This discussion has been archived. No new comments can be posted.

Why RAID 5 Stops Working In 2009

Comments Filter:
  • by rhathar (1247530) on Tuesday October 21, 2008 @07:09PM (#25461507) Homepage
    "Safe" production data should be in a SAN environment anyways. RAID 5 on top of RAID 10 with nightly replays/screenshots and multi-tiered read/writes over an array of disks.
  • by mschuyler (197441) on Tuesday October 21, 2008 @07:14PM (#25461561) Homepage Journal

    That's what RAID stands for. It's a nice idea in theory, as long as the disks remain cheap, but I've never trusted them to work properly and had more than one break on me. "All you have to do is unplug the bad disk, plug in a good one in its place, and in a few minutes all will be hunky dory." Bzzt. Wrong. Thanks for playing.

    Backup every day to tape, to another disk entirely on a diffrent machine, to R/W DVD, twice a day if you have to, or all of the above--anywhere else but the machine itself. RAID: the accident waiting to happen. Yeah, I'm paranoid. It comes from experience.

  • by networkBoy (774728) on Tuesday October 21, 2008 @07:17PM (#25461589) Homepage Journal

    True.
    Also FWIW I only run RAID 1 and JBOD.
    For things that must be on-line, or are destined for JBOD but not yet archived to backup media, they are located on one of the RAID volumes. For everything else it's off to JBOD, where things are better than RAID5

    Why?

    I have 6 TB of JBOD storage and 600(2x300 volumes) GB of RAID 1. If I striped the JBOD into 6TB (7 drives) and one drive failed all the near-line data would be virtually off-line (and certainly read-only) while the array re-built. With JBOD, should a disk fail, I pop in a replacement, grab the stack of DVDs from the local backup, and plug the data back in. Now all the other near-line is still available and honestly takes about the same amount of effort and time as re-building a stripe set w/ parity. Never mind that I've had a read error on rebuilds before and had to re-do the entire array from scratch anyway.

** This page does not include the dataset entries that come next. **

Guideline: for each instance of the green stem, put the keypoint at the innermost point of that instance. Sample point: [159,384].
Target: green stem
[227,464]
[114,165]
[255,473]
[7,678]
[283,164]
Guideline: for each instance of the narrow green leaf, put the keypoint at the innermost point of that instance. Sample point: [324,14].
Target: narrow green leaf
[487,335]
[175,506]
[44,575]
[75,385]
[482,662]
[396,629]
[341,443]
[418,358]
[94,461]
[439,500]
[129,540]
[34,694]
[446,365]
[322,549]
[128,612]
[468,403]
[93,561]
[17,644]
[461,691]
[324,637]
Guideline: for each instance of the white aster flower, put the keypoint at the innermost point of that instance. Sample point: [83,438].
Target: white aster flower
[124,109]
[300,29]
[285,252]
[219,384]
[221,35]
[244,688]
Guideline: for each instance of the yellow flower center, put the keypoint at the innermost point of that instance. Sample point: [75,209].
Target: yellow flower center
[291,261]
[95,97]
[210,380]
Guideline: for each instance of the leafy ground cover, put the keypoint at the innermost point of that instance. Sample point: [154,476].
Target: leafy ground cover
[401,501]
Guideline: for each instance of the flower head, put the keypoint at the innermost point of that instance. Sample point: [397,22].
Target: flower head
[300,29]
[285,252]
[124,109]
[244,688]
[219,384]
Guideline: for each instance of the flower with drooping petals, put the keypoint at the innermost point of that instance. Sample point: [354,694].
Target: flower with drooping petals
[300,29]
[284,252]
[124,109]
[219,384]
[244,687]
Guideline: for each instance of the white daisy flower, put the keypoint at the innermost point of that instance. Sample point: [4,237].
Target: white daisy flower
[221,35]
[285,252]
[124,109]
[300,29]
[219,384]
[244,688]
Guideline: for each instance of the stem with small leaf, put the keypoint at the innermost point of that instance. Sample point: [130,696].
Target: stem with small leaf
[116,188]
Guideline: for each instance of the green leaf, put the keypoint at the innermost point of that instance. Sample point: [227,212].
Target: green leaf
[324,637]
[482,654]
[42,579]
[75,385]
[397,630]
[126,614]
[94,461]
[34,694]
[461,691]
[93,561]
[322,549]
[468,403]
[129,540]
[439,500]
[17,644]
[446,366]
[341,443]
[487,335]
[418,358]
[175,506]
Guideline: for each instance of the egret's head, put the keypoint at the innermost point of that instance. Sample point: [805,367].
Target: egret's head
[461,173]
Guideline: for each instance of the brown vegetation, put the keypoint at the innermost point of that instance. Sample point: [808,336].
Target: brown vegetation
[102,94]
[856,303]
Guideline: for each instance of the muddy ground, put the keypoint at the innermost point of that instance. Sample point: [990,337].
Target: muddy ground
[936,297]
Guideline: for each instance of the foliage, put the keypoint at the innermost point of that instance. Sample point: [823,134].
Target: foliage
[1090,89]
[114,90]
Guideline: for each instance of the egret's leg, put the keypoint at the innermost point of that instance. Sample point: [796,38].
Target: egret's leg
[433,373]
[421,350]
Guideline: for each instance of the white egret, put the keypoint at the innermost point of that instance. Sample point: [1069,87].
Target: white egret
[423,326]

    While my system would not work in an environment where the files on the JBOD change often, they are basically .archive anyway, so handling them by way of staging on RAID1 pending copy to DVD and storing on JBOD works fine.

    Naturally this system also really gives an incentive to keep up on the backups, with no false sense of security of having files on a RAID5...
    -nB

  • Testable assertion (Score:4, Interesting)

    by merreborn (853723) on Tuesday October 21, 2008 @07:18PM (#25461613) Journal

    But even today a 7 drive RAID 5 with 1 TB disks has a 50% chance of a rebuild failure. RAID 5 is reaching the end of its useful life.

    This is trivially testable. Any slashdotters have experience rebuilding 7TB RAID 5 arrays?

    You'd think, if this were really an issue, we'd be hearing stories from the front lines of this happening with increasing frequency. Instead we have a blog post based entirely on theory, without a single real-world example for corroboration.

    What's more, who even uses RAID 5 anymore? I thought it was all RAID 10 and whatnot these days.

  • by Vellmont (569020) on Tuesday October 21, 2008 @07:25PM (#25461705)

    The whole argument boils down the published URE rate being both accurate, and a foregone conclusion. Will disk makers _really_ make drives that have a sector failure for every 2 terabytes, or will they improve whatever technology is causing these URE's to be much more rare? (if the rate was real in the first place).

  • by Anonymous Coward on Tuesday October 21, 2008 @07:30PM (#25461745)

    If I striped the JBOD into 6TB (7 drives) and one drive failed all the near-line data would be virtually off-line (and certainly read-only) while the array re-built.

    What kind of crappy raid array is that? Better raid arrays will model & predict performance under degraded conditions like failure & rebuilding. They certainly don't stop or go read-only during a rebuild.

    When tour groups of non-tech people come by the server room, I used to emphasize reliability by pulling a hard disk out of a running server, hand it to them, and then put it back in the server. The server doesn't skip a beat (and these were common off-the-shelf Dell rackmount servers costing $2,500 or so).

    Aside from automated alarms paging some IT people, no one would notice.

  • by petes_PoV (912422) on Tuesday October 21, 2008 @07:34PM (#25461777)
    The larger the drives, the longer it takes to resilver (rebuild the RAID) the array. During this time performance takes a real hit - no matter what the vendors tell you, it's unavoidable: you simply must copy all that data.

    In practice, this means that while your array is rebuilding, your performance SLAs go out of the window. If this is for an interactive server, such as a TP database or web service you end up with lots of complaints and a large backlog of work.

    The result is that as disks get bigger, the recovery takes longer. This is what make RAID less desirable, not the possibility of a subsequent failure - that can always be worked around.

  • by Hadlock (143607) on Tuesday October 21, 2008 @08:11PM (#25462171) Homepage Journal

    I can't vouch for DVD-R but I have el-cheapo store brand CD-Rs that I backed up my MP3 collection to 11 years ago and they work just fine. My solution is this:
     
    Back everything up that's not media (mp3/video) every 6 months to CD-R, and once a year, copy all my old data onto a new hard drive that's 20+% larger than the one I bought last year and unplug the old one. I have 11 old hard drives sitting in the closet should I ever need that data, and the likelihood of a hard drive failing in the first year (after the first 30 days) is phenomenally low. Any document that I CAN'T lose between now and the next CD-R backup goes on a thumb drive or it's own CD-R and/or email it to myself.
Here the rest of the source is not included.